Archiv: November 2008
Dank Goethe (Grazie a Goethe)
Dank der Großherzigkeit des Goethe-Instituts Neapel und speziell dank des Engagements der Direktorin Maria Carmen Morese hatte ich Gelegenheit, mein Buch zum ersten Mal in Italien vorzustellen: Ich war überwältigt von dem Interesse und der Anteilnahme, die man meinem Buch in Neapel entgegenbrachte, in der Tageszeitung „Il Mattino“ waren Auszüge erschienen, die Zeitung “Il Roma” berichtete ausführlich, und Franco Roberti, der leitende Oberstaatsanwalt der Antimafiaermittlungsbehörde war gekommen und sagte: “Organisierte Kriminalität wird vor allem im Ausland als ein Fremdkörper in der Sozialstruktur betrachtet – was jedoch überhaupt nicht der Fall ist.
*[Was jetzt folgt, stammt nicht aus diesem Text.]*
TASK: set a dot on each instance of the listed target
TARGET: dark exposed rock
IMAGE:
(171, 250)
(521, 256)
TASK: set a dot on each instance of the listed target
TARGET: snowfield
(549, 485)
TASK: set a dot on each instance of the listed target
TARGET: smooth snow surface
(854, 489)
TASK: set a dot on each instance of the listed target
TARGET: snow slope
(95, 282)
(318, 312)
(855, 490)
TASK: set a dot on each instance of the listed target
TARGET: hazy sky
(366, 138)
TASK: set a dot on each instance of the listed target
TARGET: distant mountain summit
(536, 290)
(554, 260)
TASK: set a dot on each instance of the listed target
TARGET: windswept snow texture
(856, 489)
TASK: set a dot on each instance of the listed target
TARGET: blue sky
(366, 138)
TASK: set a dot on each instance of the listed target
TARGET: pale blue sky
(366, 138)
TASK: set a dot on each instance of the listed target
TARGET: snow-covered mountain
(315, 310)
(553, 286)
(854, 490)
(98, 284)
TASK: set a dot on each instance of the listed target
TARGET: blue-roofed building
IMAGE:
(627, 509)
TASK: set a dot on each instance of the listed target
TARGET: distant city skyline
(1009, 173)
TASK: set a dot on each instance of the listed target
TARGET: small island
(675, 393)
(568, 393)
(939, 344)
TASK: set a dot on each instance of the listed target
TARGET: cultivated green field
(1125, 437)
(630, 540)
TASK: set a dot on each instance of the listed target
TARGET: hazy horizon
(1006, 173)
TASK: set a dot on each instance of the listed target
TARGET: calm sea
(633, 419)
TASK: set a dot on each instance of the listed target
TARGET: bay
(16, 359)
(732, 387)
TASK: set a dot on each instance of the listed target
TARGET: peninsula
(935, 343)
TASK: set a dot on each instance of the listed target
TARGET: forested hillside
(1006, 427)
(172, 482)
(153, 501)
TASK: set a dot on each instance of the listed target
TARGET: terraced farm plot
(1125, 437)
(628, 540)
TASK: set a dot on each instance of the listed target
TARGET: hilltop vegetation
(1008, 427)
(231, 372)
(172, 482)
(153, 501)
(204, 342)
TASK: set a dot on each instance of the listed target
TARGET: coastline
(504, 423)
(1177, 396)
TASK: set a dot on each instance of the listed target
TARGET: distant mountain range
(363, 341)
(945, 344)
Bücher wie dieses, das wir heute Abend hier vorstellen, sind aus diesem Grunde so wichtig, weil sie dabei helfen, das Wissen über die Mafia zu verbreiten – eine Mafia, die vor allem vom Stillschweigen lebt und von der Ignoranz. Alles, was die Decke aus Schweigen durchbricht, ist hilfreich.”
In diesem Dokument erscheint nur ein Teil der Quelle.